Oui, chère Brigitte, je reviens d'Avignon, j'ai bien envie de ce citronnier... Attendons le printemps !!100 citrons, bon il y en aura pour tous mes voisins :-)

En attendant je vais couvrir mes géraniums...

Parlons-revient, avec des mots d'amies, des gens...

Je t'embrasse fort Brigitte à très vite entre mes lignes.




Danielle a dit…

Oui Siu c'est un bel (oxy-mort) il m'est venu comme ça et je l'ai laissé...:-)) L'odeur de violette était si douce, si belle qu'elle pouvait réveiller les morts...

Moi qui ne connais pas Trieste, je suis sûre que je l’adorerais...

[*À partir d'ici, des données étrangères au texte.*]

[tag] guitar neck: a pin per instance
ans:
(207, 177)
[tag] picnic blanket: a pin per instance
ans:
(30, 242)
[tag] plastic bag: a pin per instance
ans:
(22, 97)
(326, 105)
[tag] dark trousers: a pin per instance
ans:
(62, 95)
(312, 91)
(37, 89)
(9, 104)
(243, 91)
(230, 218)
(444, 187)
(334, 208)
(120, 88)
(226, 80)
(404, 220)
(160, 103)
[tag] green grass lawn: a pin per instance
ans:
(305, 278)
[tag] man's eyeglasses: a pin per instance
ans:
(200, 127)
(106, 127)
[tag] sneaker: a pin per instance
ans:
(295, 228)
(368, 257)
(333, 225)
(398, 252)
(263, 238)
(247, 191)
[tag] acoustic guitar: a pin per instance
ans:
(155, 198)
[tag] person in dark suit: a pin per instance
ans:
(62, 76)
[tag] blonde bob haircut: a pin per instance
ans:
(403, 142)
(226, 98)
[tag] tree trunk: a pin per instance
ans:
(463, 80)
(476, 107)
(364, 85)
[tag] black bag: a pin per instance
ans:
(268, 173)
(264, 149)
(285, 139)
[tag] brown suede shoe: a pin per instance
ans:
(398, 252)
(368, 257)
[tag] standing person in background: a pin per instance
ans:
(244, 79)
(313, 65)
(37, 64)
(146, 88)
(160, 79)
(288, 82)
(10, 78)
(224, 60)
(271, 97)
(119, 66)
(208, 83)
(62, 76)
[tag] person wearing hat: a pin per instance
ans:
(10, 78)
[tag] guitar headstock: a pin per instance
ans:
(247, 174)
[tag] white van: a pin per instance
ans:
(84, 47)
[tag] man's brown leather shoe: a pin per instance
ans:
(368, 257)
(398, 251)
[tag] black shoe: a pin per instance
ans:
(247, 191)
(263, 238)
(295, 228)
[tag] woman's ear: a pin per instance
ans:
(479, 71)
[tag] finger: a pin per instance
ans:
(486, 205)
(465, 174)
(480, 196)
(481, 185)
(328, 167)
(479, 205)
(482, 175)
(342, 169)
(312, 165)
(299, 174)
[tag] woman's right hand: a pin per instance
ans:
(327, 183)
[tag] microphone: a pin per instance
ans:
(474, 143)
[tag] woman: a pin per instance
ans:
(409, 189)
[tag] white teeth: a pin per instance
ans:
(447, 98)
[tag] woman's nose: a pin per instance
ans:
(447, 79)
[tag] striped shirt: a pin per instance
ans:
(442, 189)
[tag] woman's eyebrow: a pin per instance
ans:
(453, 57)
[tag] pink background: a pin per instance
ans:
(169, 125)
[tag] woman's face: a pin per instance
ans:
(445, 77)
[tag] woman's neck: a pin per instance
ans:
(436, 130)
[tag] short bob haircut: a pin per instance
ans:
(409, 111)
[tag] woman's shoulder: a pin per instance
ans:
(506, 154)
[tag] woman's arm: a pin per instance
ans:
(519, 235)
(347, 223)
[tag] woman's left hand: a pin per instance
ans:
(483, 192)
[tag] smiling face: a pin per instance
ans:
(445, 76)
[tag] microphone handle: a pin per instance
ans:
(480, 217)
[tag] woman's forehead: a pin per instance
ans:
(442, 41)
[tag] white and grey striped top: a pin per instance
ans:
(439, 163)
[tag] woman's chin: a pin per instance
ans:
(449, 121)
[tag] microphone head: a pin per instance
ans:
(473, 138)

Et des citrons aussi, vive le printemps...

Plus facile à trouver que du parfum... La fleur d'oranger me fait un peu mal à la tête :-((

Siu bonne semaine aussi, pour toi, dans la douceur de Trieste. Je t'embrasse fort.

Marie Claude a dit…

Te voici revenue de cette belle ville où tu as pu profité de ta chère famille!
Très difficile de reproduire le parfum de certaines fleurs,un jour tu trouveras,peut-être le Père Noël va t'il t'aider....
Avec le changement climatique ,un citronnier peut certainement s'acclimater chez toi en respectant certaines précautions,j'imagine ta joie de récolter "ta production"!
Belle journée à toi
Des bises fraîches du matin

Danielle a dit…

Oui chère Marie Claude j'en ai bien profité :-) Oui, c'est vrai très difficile de reproduire le parfum des fleurs car les parfums ne partent pas ou très peu de matière naturelle...

Je compte sur le Père Noël juste pour un parfum...

Mais l'idée du citronnier me trotte dans la tête...Sérieusement !

Bonne fin de journée Marie Claude merci de tes bises si affectueuses, moi aussi je t'embrasse.